Ernest Wallace, a co-defendant in the Lloyd murder case, told detectives the victim had called Hernandez a “schmoocher,” which was taken by Hernandez and his companions as a gay slur. Wallace was also recorded saying during a jailhouse visit with Tanya Singleton, Hernandez’s cousin, that he would not have helped Hernandez get rid of the murder weapon—a crime for which he is now serving a 4½-to-7 year sentence on accessory to murder charges—if he had known Hernandez was a “limp wrist,” multiple sources say.
Singleton was accused of helping Wallace discard of Lloyd’s murder weapon and was later sentenced to two years’ probation with one year under house confinement after pleading guilty to criminal contempt for refusing to cooperate with investigators in Boston investigating the double murder. Prosecutors in both Bristol and Suffolk counties said Hernandez had promised to set up a trust fund for Singleton’s children for her silence but never did.
Hernandez’s alleged longtime male lover, the high school friend, was interviewed extensively by authorities after Lloyd’s murder, and was forced to testify in front of a grand jury. Law enforcement officials also say Hernandez moved a large amount of money into three accounts shortly before his arrest for the Lloyd killing: one account was for his fiancée; a second was for his daughter; the third, where the most money was moved, was for that friend.

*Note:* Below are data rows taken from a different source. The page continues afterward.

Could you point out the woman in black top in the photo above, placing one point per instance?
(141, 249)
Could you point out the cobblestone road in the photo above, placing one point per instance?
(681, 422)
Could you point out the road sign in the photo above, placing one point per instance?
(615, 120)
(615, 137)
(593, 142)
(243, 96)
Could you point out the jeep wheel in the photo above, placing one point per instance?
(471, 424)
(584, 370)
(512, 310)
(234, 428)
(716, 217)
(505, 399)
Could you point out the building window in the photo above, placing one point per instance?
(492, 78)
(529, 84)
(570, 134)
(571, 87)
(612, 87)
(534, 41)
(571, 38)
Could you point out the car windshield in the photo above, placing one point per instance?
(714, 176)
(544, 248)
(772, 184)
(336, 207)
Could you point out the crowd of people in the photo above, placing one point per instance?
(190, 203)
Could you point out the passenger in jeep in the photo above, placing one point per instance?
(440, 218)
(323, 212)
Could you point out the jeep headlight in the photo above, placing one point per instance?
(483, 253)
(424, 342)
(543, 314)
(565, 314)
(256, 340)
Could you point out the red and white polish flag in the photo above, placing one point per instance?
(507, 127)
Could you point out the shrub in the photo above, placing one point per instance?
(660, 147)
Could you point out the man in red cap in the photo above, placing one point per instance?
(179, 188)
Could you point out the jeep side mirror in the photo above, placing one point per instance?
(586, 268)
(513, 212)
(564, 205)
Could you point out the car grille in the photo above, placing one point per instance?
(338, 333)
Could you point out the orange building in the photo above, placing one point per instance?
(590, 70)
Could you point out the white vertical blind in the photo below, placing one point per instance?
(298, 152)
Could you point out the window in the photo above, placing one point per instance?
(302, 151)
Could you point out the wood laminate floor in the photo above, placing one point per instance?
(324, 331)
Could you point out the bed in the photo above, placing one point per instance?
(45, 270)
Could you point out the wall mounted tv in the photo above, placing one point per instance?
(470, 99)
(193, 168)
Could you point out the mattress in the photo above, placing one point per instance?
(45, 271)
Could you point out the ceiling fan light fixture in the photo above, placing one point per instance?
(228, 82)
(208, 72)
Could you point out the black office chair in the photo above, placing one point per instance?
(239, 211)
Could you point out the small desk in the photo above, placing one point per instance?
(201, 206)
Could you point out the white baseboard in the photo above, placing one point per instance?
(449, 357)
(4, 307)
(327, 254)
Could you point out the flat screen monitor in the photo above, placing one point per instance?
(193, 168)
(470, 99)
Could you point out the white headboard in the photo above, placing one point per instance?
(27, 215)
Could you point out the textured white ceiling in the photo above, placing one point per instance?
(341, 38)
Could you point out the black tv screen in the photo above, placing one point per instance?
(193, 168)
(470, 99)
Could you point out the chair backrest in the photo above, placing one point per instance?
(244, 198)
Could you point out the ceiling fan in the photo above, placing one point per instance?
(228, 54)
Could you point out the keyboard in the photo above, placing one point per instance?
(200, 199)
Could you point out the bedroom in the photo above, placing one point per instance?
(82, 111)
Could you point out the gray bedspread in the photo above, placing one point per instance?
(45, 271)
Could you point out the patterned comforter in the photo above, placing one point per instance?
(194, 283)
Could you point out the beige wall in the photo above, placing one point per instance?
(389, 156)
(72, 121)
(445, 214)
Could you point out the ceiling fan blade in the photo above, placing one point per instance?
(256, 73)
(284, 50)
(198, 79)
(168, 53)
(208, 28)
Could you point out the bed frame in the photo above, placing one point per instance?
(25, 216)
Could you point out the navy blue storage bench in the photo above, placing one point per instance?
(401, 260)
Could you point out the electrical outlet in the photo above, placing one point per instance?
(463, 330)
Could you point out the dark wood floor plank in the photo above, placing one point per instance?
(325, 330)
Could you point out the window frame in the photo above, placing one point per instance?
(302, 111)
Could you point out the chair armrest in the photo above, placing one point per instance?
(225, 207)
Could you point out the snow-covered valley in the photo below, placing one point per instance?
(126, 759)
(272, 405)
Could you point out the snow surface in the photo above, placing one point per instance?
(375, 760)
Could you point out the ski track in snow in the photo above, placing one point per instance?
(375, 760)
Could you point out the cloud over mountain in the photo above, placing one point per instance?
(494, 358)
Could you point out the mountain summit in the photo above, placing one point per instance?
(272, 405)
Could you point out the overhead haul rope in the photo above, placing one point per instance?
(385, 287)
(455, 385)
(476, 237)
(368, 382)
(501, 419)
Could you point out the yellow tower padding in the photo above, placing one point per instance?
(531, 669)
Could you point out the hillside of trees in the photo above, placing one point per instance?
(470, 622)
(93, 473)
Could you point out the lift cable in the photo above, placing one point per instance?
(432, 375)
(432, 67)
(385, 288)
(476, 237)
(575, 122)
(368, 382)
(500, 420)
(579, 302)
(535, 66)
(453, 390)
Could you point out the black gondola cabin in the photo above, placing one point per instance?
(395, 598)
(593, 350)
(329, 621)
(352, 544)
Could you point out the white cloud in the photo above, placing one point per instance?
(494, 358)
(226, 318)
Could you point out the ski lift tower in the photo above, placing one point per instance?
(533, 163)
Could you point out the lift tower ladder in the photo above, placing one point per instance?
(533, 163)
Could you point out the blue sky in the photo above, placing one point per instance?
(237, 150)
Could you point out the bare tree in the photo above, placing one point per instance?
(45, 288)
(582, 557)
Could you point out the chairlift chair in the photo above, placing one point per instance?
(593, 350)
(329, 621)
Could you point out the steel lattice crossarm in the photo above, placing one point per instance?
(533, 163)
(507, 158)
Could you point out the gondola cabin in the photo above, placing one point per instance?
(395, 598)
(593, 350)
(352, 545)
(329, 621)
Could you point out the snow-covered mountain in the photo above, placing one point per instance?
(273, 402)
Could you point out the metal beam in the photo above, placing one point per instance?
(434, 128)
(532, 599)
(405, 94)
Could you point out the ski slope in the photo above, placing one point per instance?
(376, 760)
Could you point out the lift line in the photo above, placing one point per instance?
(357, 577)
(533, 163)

Hernandez’s secrets went well beyond his sex life, according to court testimony and police records. His brushes with the law for extreme acts of violence began when he was playing football at the University of Florida. In 2007, Hernandez, then 17, was identified as a person of interest in a double shooting.
Then came the shooting in July 2012, when a Boston man spilled a drink on Hernandez but didn’t apologize. Prosecutors said that when an enraged Hernandez saw the same men later that night in a BMW, he leaned across a friend, Alexander Bradley, who was driving a Toyota SUV, from the passenger seat, and yelled to the occupants, “What’s up now, n****s?” Hernandez squeezed off five shots into the vehicle, according to Bradley.
Two men died, a third was wounded. Hernandez was acquitted in that case last week after six days of deliberation. Jurors refused to comment on their verdict, but legal analysts speculate that the prosecution’s case was weakened by the fact that its main witness, Bradley, is a career criminal who had testified he wanted to hurt Hernandez.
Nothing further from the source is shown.